Chapiteau Show explores the underbelly of human relationships, where reality flirts with the absurd. The film was a festival favorite and during the closing ceremony, Géraldine Chaplin made what appeared to be a sincere offer to work with the director, Sergei Loban.
Loban’s Chapiteau show is a guessing-game, a riddle of a film made up of four stories. In the first, called “Love,” a likeable but lonely young woman takes an asocial geek she meets on the Internet to a city on the coast. In the story “Friendship,” a young, deaf man leaves his deaf friends to travel to the sea with a wild group of television personalities. In “Respect,” a father who reappears after an eight-year absence convinces his son to come south to the sea on a journey of personal rediscovery. Finally, in “Collaboration,” a clever producer decides to promote a look-alike of dead Russian rock legend Viktor Tsoi, and parades him like a puppet through empty concert halls in a seaside town.
The stories revolve around characters in unfamiliar terrain. They come to the terrible conclusion that they were deceived and that their exodus is more about humiliation and destruction than rescue. The main characters of each chapter show up in the other three, giving the film a dizzying unity.

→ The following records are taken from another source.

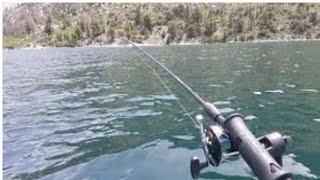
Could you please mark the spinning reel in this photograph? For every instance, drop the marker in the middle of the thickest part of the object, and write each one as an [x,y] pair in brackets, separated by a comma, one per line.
[216,141]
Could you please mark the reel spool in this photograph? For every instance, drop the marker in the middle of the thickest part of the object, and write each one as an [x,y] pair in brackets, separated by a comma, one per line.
[215,141]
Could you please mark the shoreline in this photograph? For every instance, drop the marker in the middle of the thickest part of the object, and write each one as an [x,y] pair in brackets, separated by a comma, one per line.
[115,45]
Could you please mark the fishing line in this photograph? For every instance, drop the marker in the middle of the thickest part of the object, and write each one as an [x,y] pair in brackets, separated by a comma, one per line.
[197,123]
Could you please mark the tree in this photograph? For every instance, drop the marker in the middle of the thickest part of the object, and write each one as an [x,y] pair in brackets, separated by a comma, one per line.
[48,26]
[147,22]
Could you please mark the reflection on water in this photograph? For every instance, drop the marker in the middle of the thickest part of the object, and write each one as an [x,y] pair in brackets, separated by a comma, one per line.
[100,113]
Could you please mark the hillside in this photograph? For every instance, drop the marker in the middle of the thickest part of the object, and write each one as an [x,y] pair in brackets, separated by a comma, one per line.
[75,24]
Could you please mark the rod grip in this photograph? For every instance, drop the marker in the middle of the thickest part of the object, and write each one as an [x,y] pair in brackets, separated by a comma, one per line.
[257,157]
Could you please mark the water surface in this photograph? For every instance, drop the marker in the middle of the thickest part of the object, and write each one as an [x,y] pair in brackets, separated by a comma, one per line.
[100,113]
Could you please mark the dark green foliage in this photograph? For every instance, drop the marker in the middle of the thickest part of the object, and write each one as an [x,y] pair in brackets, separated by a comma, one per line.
[48,26]
[210,28]
[147,23]
[74,24]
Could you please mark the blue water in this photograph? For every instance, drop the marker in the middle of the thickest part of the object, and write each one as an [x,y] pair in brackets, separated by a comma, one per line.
[100,113]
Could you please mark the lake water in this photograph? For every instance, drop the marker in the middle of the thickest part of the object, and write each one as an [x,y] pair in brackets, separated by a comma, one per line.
[100,113]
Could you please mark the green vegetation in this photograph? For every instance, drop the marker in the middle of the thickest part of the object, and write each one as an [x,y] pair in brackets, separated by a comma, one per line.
[101,23]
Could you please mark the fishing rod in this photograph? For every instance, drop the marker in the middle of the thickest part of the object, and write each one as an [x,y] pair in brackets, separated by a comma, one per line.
[231,136]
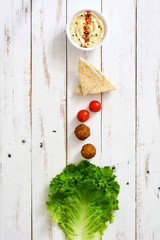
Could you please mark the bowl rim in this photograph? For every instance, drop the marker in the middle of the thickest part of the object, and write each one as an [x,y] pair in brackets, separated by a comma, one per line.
[68,29]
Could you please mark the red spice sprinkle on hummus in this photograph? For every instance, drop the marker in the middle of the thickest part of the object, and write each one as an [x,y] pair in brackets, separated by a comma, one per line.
[86,28]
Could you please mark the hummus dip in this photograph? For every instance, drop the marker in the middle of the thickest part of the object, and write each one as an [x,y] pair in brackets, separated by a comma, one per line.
[87,29]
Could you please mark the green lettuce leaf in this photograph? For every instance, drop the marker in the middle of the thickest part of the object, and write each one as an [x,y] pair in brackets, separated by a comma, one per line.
[82,200]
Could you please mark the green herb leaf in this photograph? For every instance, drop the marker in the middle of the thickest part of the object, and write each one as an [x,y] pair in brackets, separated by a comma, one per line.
[82,200]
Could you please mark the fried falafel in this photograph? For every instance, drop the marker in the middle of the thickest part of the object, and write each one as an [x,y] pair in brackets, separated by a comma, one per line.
[88,151]
[82,132]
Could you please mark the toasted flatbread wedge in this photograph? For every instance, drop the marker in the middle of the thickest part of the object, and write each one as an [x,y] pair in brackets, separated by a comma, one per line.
[89,77]
[104,86]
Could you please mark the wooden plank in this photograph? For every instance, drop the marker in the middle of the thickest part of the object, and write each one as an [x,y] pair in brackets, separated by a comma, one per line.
[118,113]
[15,123]
[76,102]
[49,108]
[148,120]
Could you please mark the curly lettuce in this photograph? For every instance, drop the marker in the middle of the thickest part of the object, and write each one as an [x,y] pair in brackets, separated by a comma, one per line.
[82,200]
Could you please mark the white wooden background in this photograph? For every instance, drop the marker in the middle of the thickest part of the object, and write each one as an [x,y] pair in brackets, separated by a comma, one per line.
[38,75]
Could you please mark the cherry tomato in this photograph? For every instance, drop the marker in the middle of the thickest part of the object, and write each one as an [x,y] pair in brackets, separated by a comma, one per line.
[83,115]
[95,106]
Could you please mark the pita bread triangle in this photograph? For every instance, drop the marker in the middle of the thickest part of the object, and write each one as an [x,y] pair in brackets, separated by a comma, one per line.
[89,77]
[103,86]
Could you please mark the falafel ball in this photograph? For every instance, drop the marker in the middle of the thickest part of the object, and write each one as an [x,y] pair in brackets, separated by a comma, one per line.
[88,151]
[82,132]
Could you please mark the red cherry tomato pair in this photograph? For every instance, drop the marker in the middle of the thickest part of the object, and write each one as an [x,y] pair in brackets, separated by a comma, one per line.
[83,115]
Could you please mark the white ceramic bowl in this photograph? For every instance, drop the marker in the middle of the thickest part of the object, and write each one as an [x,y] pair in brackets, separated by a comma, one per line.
[68,30]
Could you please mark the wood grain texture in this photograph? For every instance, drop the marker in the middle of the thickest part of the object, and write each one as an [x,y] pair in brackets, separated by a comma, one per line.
[75,102]
[118,112]
[148,120]
[15,150]
[48,108]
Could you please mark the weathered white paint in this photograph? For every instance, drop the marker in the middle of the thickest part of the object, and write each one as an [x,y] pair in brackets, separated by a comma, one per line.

The other Russian film in competition, “Heart’s Boomerang,” also created some buzz at the festival. The feature-length film from director Nikolai Khomeriki, who had two films chosen previously by Un Certain Regard (translated as A Certain Glance) at the Cannes Film Festival, also deals with the absurdity of life but in a less fantastic and appealing way. The film’s main character is Kostya, a young train driver’s assistant, who learns he is in perfect health but that his heart may stop at any time. That’s where the intrigue stops. He wanders about in an undefined landscape, a black-and-white mix of Moscow streets and the St. Petersburg metro. We never really know what time it is. The people, the places, the non-events of Kostya’s life have no hierarchy and everything seems futile and accidental. Perhaps Khomeriki wanted to visit the day one looks at mortality as a day like any other, in the emptiness of existence.
The powerful film, “Leaving,” also premiered at the festival. It is the work of Vaclav Havel, the first president of the Czech Republic — and last president of Czechoslovakia. The power of his drama is its intimacy, as it deals with the loss of power.